One of the world's most famous hedge fund managers is the latest to throw his hat into the ring of socially responsible investing.
Paul Tudor Jones, the founder of Tudor Investment Corp., is backing a nonprofit organization called JUST Capital. He said the group has created what it calls America’s Most Just Index of 32 companies based on how they treat their employees, consumers, communities, shareholders and the environment.
The icing on the sustainably sourced cake, according to Jones, is that the group of companies has significantly outperformed the stock market this century. (We'll have to wait until after Thanksgiving to get a look at the index, which will eventually be turned into an exchange-traded fund, but there seems to be plenty of evidence elsewhere suggesting that investing with a conscience may not necessarily mean sacrificing returns.)

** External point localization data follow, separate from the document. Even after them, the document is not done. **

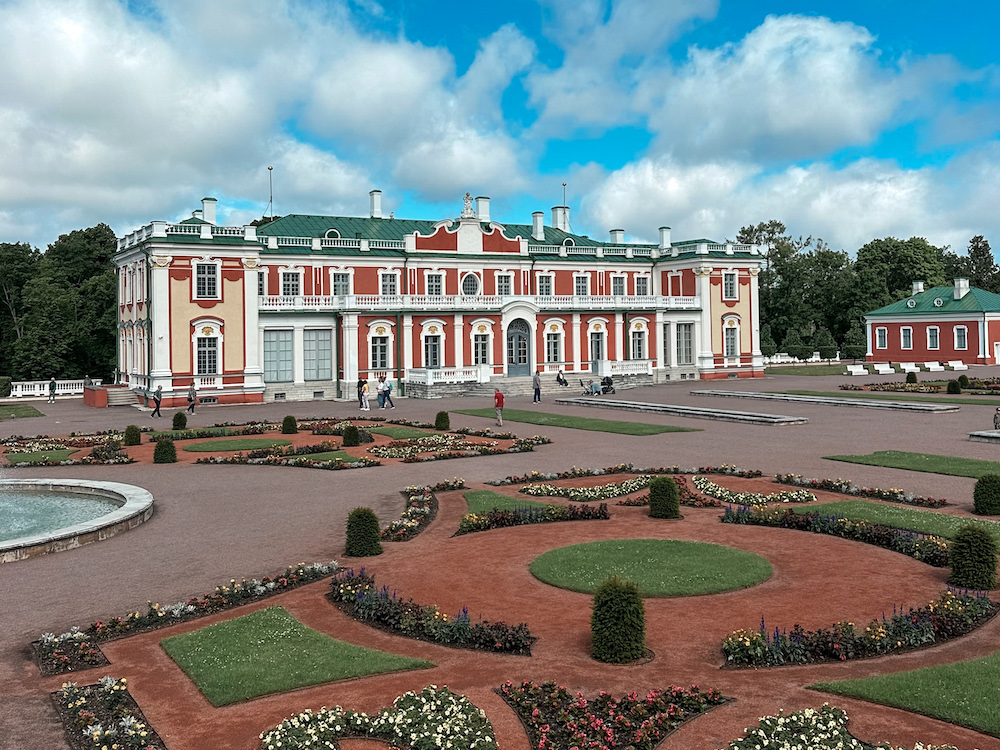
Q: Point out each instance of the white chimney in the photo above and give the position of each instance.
(483, 208)
(664, 237)
(208, 209)
(538, 226)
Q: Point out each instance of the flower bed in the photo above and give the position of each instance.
(710, 488)
(845, 487)
(556, 719)
(950, 616)
(429, 720)
(104, 715)
(357, 595)
(927, 548)
(78, 648)
(500, 518)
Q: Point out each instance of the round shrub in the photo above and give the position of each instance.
(973, 559)
(351, 436)
(132, 435)
(362, 534)
(166, 451)
(664, 498)
(986, 495)
(618, 622)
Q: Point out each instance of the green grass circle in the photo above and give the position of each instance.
(659, 567)
(235, 444)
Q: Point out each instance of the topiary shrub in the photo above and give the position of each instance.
(986, 495)
(166, 451)
(664, 498)
(973, 555)
(351, 436)
(362, 534)
(618, 622)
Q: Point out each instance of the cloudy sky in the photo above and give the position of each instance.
(845, 119)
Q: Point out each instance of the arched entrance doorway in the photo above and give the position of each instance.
(518, 348)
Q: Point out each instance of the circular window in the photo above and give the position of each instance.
(470, 285)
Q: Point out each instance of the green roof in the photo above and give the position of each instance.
(926, 302)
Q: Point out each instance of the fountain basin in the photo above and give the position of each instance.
(135, 506)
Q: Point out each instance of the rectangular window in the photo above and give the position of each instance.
(729, 285)
(277, 356)
(290, 284)
(732, 342)
(208, 356)
(685, 343)
(206, 281)
(317, 354)
(553, 347)
(341, 284)
(481, 349)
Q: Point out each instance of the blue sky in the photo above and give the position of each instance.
(846, 120)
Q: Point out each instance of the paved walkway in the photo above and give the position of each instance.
(217, 522)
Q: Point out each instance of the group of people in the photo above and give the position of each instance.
(383, 390)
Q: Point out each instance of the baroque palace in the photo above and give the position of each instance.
(301, 307)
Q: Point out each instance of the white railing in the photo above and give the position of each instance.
(30, 388)
(478, 302)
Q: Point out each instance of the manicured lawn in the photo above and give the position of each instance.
(34, 458)
(576, 423)
(929, 462)
(961, 693)
(235, 444)
(18, 411)
(271, 652)
(924, 521)
(481, 501)
(659, 567)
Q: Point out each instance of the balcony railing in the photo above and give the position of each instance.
(379, 302)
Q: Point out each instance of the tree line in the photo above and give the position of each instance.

Jones also envisions companies placing the JUST seal of approval on their products. Imagine having the choice of two boxes of cornflakes, one with the seal of approval and one without, he told Bloomberg’s The Year Ahead Summit on Tuesday. (Not to digress, but can you imagine billionaire hedge fund managers shopping for cornflakes? Wow, times really are getting tough!)
Anyway, there's no doubt Jones's heart is in the right place. And his history of efforts to fight poverty as one of the founders of the Robin Hood Foundation burnishes his bona fides in this area, even if his once-dazzling star as a hedge fund manager has lost some of its luster in recent years. So kudos to him for the effort.
Still, it is becoming increasingly difficult to stand out in what's known as social-impact or environmental, social and governance (ESG) investing because the area is starting to get crowded. Firms are sensing an opportunity to get their hands on the elusive assets of millennials and others looking to do good while still making money (Jones cites an estimate of $4 trillion in investments at stake), so it's hard to find one that doesn't have some sort of fishing line in the waters of clear conscience.
Some fund offerings don't seem to offer a huge distinction from regular market-cap weighted indexes except for higher costs, while others may make you scratch your head wondering what exactly qualifies a stock for exclusion. Consider, for example, some of the the top holdings of FlexShares STOXX US ESG Impact Index Fund, which are arguably more famous for bad ESG headlines than good ones: Apple Inc., Exxon Mobil Corp., Amazon.com Inc. and Wells Fargo & Co.
Ultimately, creating a one-size-fits-all product may be a questionable approach because investors most likely have widely disparate priorities on where they'd like their money to make an impact, including the environment, gun control, workers' rights and curbs on excessive executive pay, just to name a few.
Then there's the question of whether the cart is being put before the horse. While much progress has been made, ESG metrics and reporting aren't yet consistent or high-quality enough to suit most quantitative funds, according to a New York Hedge Fund Roundtable survey cited by Bloomberg Brief. The CFA Institute's curriculum next year will include more material on environmental and social issues, which is a good way to keep the ball rolling in the right direction.
JUST Capital is taking the question directly to the people. It surveyed more than 45,000 Americans to find out which issues are most important to them. It plans to rank Russell 1000 Index companies across a range of issues -- 75,000 or so line items in all, according to Jones, including factors such as fair pay, quality of benefits, workplace treatment, customer satisfaction, ethics, supply chain standards and environmental performance.
In any event, it seems undeniable that millennials -- who could easily be nicknamed "the Most Surveyed Generation" -- will continue to make sustainable investing a hot topic going forward. (A Morgan Stanley survey said 84 percent of them are interested in sustainable investing.)
In past generations of idealists, the catch phrase was "don't trust anyone over 40." It will be interesting to see whether the millennials trust the 2-and-20 set and whether hedge funds can find a way to distinguish the brightness of their halos.
This column does not necessarily reflect the opinion of Bloomberg LP and its owners.